Barclays has avoided nearly £2bn in tax via a lucrative arrangement in Luxembourg that allowed it to pay less than 1% on profits in the tax haven for more than a decade.
A Guardian analysis of Barclays’ tax bills shows it is still benefiting from a controversial decision in 2009, in which it booked profits from the $15.2bn sale of a fund management business in Luxembourg rather than in the UK where it is headquartered.
By booking the profits overseas, Barclays was able to take advantage of a complex scheme whereby it could offset future profits against a drop in the value of company shares it acquired as part of the deal.
The decision has resulted in Barclays earning billions of pounds nearly tax-free for more than 12 years, and has raised questions about whether it influenced the bank’s strategy in investing or growing the Luxembourg business at the expense of other locations, including the UK.
The senior Labour MP Margaret Hodge said: “These revelations that Barclays is using a scheme in an infamous tax haven leaves the British-headquartered bank with important questions to answer.
“Why is Barclays setting up shop in Luxembourg at all, other than to avoid tax?

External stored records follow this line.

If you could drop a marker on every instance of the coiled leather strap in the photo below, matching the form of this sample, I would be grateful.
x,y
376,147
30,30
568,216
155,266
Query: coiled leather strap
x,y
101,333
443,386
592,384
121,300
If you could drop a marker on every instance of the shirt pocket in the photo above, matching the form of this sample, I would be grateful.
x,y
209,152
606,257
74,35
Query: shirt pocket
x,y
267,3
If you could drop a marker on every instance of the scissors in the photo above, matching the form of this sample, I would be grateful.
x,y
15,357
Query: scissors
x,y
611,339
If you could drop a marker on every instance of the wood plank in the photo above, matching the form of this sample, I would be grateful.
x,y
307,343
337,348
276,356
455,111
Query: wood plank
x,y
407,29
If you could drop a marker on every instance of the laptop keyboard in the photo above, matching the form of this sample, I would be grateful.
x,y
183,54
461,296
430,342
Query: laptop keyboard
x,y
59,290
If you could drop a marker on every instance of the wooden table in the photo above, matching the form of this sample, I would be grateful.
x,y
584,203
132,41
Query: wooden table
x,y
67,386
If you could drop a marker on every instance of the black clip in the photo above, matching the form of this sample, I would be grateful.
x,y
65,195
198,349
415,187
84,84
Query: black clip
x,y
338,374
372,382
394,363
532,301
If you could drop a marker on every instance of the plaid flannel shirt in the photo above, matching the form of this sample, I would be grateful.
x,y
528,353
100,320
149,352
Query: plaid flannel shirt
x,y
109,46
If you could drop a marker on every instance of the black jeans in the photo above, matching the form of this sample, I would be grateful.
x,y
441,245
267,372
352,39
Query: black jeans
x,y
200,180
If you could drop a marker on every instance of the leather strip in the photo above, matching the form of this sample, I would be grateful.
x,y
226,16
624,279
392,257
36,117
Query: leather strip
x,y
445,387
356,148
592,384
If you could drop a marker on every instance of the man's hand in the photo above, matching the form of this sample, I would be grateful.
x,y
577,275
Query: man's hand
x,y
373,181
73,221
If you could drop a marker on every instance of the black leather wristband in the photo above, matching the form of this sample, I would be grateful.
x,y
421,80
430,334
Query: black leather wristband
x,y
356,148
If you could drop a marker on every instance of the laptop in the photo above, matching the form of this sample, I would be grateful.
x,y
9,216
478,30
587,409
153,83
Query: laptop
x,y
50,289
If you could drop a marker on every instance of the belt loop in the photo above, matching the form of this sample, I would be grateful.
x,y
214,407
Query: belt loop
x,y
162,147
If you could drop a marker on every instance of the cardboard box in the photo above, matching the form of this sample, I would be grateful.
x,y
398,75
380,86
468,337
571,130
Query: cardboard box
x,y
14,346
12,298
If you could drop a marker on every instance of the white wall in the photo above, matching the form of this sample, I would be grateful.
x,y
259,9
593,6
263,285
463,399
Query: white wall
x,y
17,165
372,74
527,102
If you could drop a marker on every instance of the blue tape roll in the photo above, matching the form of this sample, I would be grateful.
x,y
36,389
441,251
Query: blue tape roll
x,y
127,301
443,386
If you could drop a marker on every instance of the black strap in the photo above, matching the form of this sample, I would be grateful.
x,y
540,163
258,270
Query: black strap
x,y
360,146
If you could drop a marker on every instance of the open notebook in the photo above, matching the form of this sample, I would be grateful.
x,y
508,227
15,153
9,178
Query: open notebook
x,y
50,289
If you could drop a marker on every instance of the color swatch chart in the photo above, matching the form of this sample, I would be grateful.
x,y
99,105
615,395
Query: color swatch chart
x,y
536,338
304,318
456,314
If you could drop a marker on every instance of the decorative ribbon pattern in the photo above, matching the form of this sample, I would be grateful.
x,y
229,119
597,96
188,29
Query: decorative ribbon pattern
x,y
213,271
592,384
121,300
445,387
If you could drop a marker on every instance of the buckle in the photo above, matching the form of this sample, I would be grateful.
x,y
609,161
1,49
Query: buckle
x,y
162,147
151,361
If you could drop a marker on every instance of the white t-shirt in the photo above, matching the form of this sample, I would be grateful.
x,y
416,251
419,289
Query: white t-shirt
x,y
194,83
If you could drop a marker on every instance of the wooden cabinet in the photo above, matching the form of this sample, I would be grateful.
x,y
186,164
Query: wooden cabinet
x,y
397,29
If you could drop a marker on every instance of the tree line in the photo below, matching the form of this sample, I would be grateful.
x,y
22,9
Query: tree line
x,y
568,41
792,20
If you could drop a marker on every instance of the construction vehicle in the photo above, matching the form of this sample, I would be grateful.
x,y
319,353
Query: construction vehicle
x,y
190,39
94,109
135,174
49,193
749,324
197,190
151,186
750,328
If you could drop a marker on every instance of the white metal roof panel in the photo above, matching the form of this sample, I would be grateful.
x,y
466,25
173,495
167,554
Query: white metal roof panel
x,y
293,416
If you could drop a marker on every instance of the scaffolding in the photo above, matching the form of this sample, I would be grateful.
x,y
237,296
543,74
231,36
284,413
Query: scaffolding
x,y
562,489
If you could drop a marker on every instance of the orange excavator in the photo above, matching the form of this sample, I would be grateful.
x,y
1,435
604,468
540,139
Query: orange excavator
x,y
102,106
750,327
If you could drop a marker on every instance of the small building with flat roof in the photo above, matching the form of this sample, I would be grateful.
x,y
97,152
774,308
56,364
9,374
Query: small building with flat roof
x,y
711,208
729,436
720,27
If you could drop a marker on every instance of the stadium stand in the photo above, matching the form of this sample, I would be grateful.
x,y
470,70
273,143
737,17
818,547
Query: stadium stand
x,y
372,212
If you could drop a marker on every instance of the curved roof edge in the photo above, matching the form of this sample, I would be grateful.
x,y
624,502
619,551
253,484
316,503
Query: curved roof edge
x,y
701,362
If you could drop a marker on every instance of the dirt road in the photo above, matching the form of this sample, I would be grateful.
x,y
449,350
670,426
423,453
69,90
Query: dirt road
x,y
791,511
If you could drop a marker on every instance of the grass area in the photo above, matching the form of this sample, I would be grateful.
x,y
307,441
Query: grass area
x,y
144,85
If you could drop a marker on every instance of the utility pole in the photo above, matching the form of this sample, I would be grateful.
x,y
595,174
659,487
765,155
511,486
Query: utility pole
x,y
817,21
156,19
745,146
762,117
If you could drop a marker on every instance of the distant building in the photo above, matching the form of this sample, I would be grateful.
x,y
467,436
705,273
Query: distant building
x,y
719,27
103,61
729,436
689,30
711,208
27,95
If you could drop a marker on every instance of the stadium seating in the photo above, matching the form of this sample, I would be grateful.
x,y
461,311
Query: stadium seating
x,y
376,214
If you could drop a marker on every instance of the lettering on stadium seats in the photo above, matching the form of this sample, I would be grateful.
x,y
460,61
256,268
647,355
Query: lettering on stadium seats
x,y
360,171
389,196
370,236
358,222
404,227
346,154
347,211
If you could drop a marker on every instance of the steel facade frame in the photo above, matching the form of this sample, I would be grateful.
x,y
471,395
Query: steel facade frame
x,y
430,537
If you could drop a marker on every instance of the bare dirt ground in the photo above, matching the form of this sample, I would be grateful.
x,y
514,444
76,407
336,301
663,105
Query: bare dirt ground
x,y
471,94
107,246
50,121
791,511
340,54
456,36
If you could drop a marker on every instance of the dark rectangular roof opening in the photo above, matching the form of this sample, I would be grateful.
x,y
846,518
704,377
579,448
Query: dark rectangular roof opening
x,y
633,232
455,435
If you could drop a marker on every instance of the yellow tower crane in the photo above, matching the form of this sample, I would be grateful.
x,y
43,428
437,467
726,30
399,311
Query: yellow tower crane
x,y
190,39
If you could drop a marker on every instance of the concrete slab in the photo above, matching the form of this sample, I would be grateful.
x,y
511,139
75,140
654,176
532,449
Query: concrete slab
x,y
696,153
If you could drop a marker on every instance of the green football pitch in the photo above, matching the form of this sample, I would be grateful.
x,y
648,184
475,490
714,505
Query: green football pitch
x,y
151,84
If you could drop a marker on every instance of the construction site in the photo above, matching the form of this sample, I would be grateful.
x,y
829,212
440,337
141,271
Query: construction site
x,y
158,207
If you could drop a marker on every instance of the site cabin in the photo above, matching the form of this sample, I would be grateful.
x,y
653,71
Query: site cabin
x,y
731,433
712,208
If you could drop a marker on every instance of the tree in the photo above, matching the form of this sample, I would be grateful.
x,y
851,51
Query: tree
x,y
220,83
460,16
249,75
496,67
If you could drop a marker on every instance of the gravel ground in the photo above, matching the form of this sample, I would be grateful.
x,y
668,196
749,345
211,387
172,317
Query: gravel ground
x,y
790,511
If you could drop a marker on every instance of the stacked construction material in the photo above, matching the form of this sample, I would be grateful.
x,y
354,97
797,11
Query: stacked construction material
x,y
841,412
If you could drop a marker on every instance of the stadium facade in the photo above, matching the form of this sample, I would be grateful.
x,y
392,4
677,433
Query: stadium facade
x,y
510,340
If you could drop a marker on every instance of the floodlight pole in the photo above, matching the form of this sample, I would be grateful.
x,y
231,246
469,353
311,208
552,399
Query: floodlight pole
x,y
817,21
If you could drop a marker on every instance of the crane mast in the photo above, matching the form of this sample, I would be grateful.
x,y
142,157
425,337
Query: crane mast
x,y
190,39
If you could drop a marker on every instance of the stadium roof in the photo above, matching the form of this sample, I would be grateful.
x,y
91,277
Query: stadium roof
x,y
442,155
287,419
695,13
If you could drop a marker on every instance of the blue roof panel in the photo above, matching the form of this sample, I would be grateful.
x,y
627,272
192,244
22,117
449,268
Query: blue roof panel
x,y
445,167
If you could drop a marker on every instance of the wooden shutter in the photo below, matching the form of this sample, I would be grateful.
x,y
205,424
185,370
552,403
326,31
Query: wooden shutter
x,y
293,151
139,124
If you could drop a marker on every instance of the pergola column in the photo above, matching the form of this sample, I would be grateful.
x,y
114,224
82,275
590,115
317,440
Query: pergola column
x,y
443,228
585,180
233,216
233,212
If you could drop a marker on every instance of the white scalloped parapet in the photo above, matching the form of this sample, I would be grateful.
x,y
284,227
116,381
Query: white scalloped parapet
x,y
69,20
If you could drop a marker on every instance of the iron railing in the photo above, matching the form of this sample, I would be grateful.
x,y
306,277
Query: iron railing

Does this artificial financial arrangement mean that profits are shifted away from the UK, thus harming our tax coffers? Or have business investments been channelled through this tax haven instead of in Britain, harming our economy in the process?”
Barclays employs only 54 staff in Luxembourg, but it is currently the bank’s third most profitable jurisdiction behind the US and UK, with turnover of £1.1bn last year. Low staff costs mean Barclays can turn nearly all of that income from corporate and investment banking into profit.